Entender el TDAH en niños: Qué es, cómo Identificarlo y qué enfoques son más efectivos

El TDAH es un trastorno que afecta el comportamiento y la atención de los niños. A través de estrategias adecuadas, es posible mejorar su calidad de vida y rendimiento académico.

El Trastorno por Déficit de Atención e Hiperactividad (TDAH) es un trastorno neurobiológico que afecta a un número considerable de niños y se caracteriza por dificultades para concentrarse, controlar impulsos y mantenerse quietos. Este trastorno impacta no solo en el rendimiento escolar, sino también en las relaciones sociales y la vida familiar. Aunque el TDAH se presenta de manera diferente en cada niño, generalmente involucra comportamientos como la falta de atención, hiperactividad y una tendencia a ser impulsivo.
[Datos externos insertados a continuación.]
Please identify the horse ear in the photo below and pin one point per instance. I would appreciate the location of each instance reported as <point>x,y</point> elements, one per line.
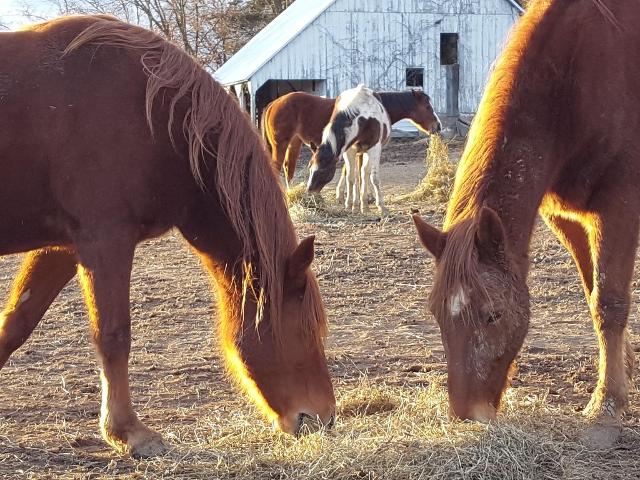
<point>300,261</point>
<point>490,237</point>
<point>433,239</point>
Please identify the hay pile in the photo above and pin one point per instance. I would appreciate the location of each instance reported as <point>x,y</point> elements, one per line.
<point>437,184</point>
<point>304,207</point>
<point>382,432</point>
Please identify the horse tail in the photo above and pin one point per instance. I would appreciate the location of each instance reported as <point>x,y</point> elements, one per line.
<point>264,129</point>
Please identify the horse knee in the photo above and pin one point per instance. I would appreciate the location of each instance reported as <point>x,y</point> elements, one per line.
<point>112,345</point>
<point>610,312</point>
<point>15,329</point>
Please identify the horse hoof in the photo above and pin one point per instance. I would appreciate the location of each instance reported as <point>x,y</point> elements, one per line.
<point>601,436</point>
<point>146,445</point>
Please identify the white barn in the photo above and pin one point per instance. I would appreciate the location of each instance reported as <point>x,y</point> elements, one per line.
<point>327,46</point>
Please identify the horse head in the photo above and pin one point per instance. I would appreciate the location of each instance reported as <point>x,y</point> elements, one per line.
<point>422,114</point>
<point>482,308</point>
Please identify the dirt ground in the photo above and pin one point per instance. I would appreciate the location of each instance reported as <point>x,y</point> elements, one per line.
<point>374,277</point>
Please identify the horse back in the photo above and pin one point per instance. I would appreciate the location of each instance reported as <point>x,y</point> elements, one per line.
<point>75,144</point>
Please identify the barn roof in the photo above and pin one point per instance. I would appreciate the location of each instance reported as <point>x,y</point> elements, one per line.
<point>270,40</point>
<point>274,37</point>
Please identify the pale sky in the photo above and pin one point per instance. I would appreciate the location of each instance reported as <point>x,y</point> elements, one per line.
<point>10,11</point>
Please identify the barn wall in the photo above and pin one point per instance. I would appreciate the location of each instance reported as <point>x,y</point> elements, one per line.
<point>374,41</point>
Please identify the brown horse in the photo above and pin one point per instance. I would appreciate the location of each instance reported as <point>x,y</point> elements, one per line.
<point>361,124</point>
<point>299,117</point>
<point>290,121</point>
<point>556,132</point>
<point>110,136</point>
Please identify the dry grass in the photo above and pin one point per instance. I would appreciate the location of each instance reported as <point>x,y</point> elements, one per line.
<point>383,432</point>
<point>437,184</point>
<point>311,208</point>
<point>385,356</point>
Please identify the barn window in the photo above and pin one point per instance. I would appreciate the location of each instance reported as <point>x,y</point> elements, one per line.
<point>415,77</point>
<point>448,48</point>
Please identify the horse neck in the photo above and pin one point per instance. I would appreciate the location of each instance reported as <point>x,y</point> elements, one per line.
<point>227,272</point>
<point>512,154</point>
<point>396,105</point>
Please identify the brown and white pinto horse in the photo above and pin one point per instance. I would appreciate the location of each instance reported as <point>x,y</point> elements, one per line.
<point>360,124</point>
<point>556,133</point>
<point>290,121</point>
<point>84,180</point>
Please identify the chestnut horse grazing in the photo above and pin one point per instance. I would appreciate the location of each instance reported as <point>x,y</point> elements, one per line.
<point>556,133</point>
<point>290,121</point>
<point>111,135</point>
<point>361,124</point>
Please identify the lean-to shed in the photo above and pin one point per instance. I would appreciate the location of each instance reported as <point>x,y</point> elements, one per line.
<point>326,46</point>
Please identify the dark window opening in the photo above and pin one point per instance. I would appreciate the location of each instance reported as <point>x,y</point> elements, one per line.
<point>448,48</point>
<point>415,77</point>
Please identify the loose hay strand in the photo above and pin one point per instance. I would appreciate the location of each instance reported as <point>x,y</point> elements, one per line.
<point>437,184</point>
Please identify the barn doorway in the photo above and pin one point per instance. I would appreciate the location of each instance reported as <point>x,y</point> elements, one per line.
<point>273,89</point>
Las principales características del TDAH incluyen la falta de concentración, la incapacidad para permanecer quieto por largos períodos, y la impulsividad. Los niños con TDAH suelen interrumpir conversaciones, tener dificultades para seguir instrucciones y olvidar tareas. Además, pueden sentirse frustrados por no cumplir con las expectativas, lo que puede afectar su autoestima. Es importante destacar que estas conductas no son intencionales; son el resultado de un desequilibrio en los neurotransmisores cerebrales que afecta su capacidad de autorregulación.

Para abordar el TDAH de manera efectiva, los especialistas recomiendan crear rutinas estructuradas que proporcionen consistencia y previsibilidad. Los niños con TDAH responden positivamente cuando se les establece un horario claro para realizar actividades diarias, como la tarea escolar, las actividades recreativas y los descansos. Además, es fundamental ofrecer refuerzos positivos cuando el niño realice comportamientos adecuados, ya que esto refuerza su motivación y autoestima.

El tratamiento del TDAH debe ser integral, combinando enfoques educativos y médicos. Los psicólogos infantiles sugieren terapias cognitivo-conductuales para enseñar a los niños habilidades de regulación emocional y control de impulsos. En algunos casos, el uso de medicamentos que modulan los niveles de dopamina en el cerebro puede ser una opción recomendada para mejorar la concentración y reducir la impulsividad. Con una intervención adecuada, los niños con TDAH pueden alcanzar su máximo potencial y llevar una vida plena, tanto en el ámbito escolar como social.